Divergent phialides and long, tangled chains of elliptical conidia borne from more complex fruiting structures characteristic of Purpureocillium lilacinum; magnification 460X.
Purpureocillium lilacinum is a species of filamentous
fungus in the family
Ophiocordycipitaceae.[3] It has been isolated from a wide range of habitats, including cultivated and uncultivated
soils,
forests,
grassland,
deserts,
estuarine sediments and sewage sludge, and insects. It has also been found in
nematode eggs, and occasionally from females of root-knot and cyst nematodes. In addition, it has frequently been detected in the
rhizosphere of many crops. The species can grow at a wide range of temperatures – from 8 to 38 °C (46 to 100 °F) for a few isolates, with optimal growth in the range 26 to 30 °C (79 to 86 °F). It also has a wide
pH tolerance and can grow on a variety of substrates.[4][5]P. lilacinum has shown promising results for use as a
biocontrol agent to control the growth of destructive
root-knot nematodes.
Taxonomy and phylogeny
The species was originally described by American mycologist
Charles Thom in 1910, under than name Penicillium lilacinum.[6] Taxonomic synonyms include Penicillium amethystinum Wehmer and Spicaria rubidopurpurea Aoki.[2] In 1974, Robert A. Samson transferred the species to Paecilomyces.[4] Publications in the 2000s (decade) indicated that the genus Paecilomyces was not
monophyletic,[7] and that close relatives were Paecilomyces nostocoides, Isaria takamizusanensis and Nomuraea atypicola.[8] The new genus Purpureocillium was created to hold the taxon. The generic name refers to the purple conidia produced by the fungus.[9]
Description
Purpureocillium lilacinum forms a dense
mycelium which gives rise to
conidiophores. These bear
phialides from the ends of which spores are formed in long chains. Spores germinate when suitable moisture and nutrients are available.

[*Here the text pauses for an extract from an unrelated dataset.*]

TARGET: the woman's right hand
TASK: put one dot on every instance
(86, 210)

Colonies on malt agar grow rather fast, attaining a diameter of 5–7 cm within 14 days at 25 °C (77 °F), consisting of a basal felt with a
floccose overgrowth of aerial
mycelium; at first white, but when sporulating changing to various shades of
vinaceous. The reverse side is sometimes uncolored but usually in vinaceous shades. The vegetative
hyphae are smooth-walled,
hyaline, and 2.5–4.0
µm wide. Conidiophores arising from submerged hyphae, 400–600 µm in length, or arising from aerial hyphae and half as long. Phialides consisting of a swollen basal part, tapering into a thin distinct neck.
Conidia are in divergent chains, ellipsoid to
fusiform in shape, and smooth walled to slightly roughened.
Chlamydospores are absent.[4]
Purpureocillium lilacinum is an infrequent cause of human disease.[15][16] Most reported cases involve patients with compromised
immune systems, indwelling foreign devices, or
intraocular lens implants.[17][18] Research of the last decade suggests it may be an emerging pathogen of both immunocompromised[19] as well as immunocompetent adults.[20]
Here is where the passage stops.